Riding on that thing was very mentally taxing (and I don't like taxes). 29 miles from one end to the other and it only had 2 crossings, drove us nuts. We will skip it if we can next time.


----------



## bigbill (Feb 15, 2005)

I was stationed in Orlando for about 8 months in 1986 to attend nuke school. I wasn't riding back then so I all knew was the location of various strip clubs. I was back there in 93 to spend a week at the Mike Walden School just North of Orlando. I had never considered central Florida for cycling, but that week changed my mind. It never got warm the entire week, but the instructors (Joe Saling, Clair Young) made it worth it.


----------



## Ridgetop (Mar 1, 2005)

Awesome post. Loved the pic of "Papa Burger". I've never been to that area of the country but would love to see and ride it.


----------



## kvojr (Jul 17, 2007)

MB1 said:


> Clermont in Lake County.


CLermont is beautiful. Almost bought a house there in the Montclair neiborhood. Incredible pictures!


----------



## jd3 (Oct 8, 2004)

Inspiring report as usual. I can't wait to see the rest. I know it takes a while to edit and post a large ride report like this. I spent a week flying hot air balloons around the Lakeland area back in the early 80's. Pretty country. I enjoied it all except the last field I landed in (Brahma bulls).


----------



## zeytin (May 15, 2004)

Great pictures and write up, I really like the lone moss-hung tree (cypress?) growing out of the water.
Glad you both had a nice time and ditto on the trail with 1 bend....yuck although the panther thing had to be interesting.
Cheers,
Z


----------



## MB1 (Jan 27, 2004)

*The end.*

Going on a trip like this we always have high hopes and low expectations. We hoped to get in 800+ miles in a week of riding but were prepared to accept a lot less.

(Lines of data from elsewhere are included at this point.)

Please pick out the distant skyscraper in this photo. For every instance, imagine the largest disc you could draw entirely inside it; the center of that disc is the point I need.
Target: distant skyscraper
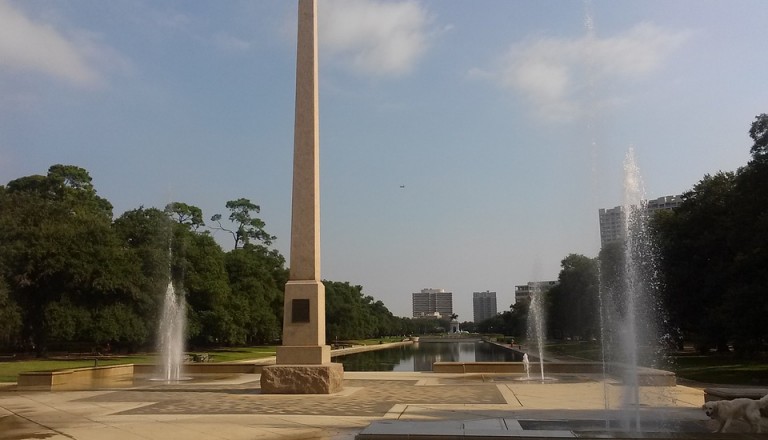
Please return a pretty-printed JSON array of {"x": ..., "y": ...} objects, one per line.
[
  {"x": 523, "y": 292},
  {"x": 612, "y": 226},
  {"x": 432, "y": 302},
  {"x": 483, "y": 305}
]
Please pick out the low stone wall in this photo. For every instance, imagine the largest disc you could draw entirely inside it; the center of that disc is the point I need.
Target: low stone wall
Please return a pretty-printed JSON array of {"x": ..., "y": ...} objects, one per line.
[
  {"x": 206, "y": 368},
  {"x": 646, "y": 376},
  {"x": 372, "y": 347},
  {"x": 74, "y": 378},
  {"x": 733, "y": 393}
]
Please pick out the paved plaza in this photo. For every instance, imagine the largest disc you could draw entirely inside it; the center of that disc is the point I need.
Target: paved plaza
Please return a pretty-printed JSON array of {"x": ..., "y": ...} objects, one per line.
[{"x": 232, "y": 407}]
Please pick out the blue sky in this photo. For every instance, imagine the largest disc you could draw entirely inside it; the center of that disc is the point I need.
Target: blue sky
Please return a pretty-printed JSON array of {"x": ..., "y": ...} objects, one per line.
[{"x": 506, "y": 121}]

We hoped that we would like the area and have good weather but we were prepared to deal with the worst.

We ended up eating great, riding plenty (740 miles or so) and enjoying the area-a lot. But we still have a lot of things there that we just didn't have time to get around to doing. 

We were sort of sad when the vacation was over and it was time to come home but we know we can always go back. It was nice to see my favorite DC monuments out the plane window just before landing.

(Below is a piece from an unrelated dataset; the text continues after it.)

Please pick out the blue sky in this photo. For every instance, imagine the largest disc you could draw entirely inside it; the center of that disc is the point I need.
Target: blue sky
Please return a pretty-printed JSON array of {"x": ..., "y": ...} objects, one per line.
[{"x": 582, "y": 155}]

Turned out that I did lose some vacation last year by not taking it. Miss M has made the management decision that that ain't happening again so we are starting to think about another Florida trip next month.

Could be fun....:thumbsup: 

Maybe we will finally get in that 800 mile week.

MB1
Feeling ready to ride.


----------



## bigrider (Jun 27, 2002)

Very nice report. I love the spanish moss.


----------



## lookrider (Dec 3, 2006)

Nice report!


----------



## qwertzy (May 25, 2005)

Wow that looks fabulous
Just got back from a really annoying day at work with 15 minutes for lunch and this report really cheered me up!
Thanks MB


----------



## Thommy (Sep 23, 2003)

Man, you two got it nice! The ability to be able to break the bike down with couplers then toss them into a suitcase looks like the way to go. Love the pics too. Enjoy the weather.


----------



## Beethoven (Jul 28, 2005)

I'm surprised how far you break your bike down, in particular because you have a hard case. I usually take off only the pedals, the front brake, and the handle bar. But I have a soft case--or rather, used to have one until last summer the fork poked through the side.
Great report and great pics, as usual. How many miles do you reckon you ride per year?


----------



## Pablo (Jul 7, 2004)

I'm confused. This thread says it was posted by MB1, but there's no pictures of statutes, monuments, or obelisques. WTF?


----------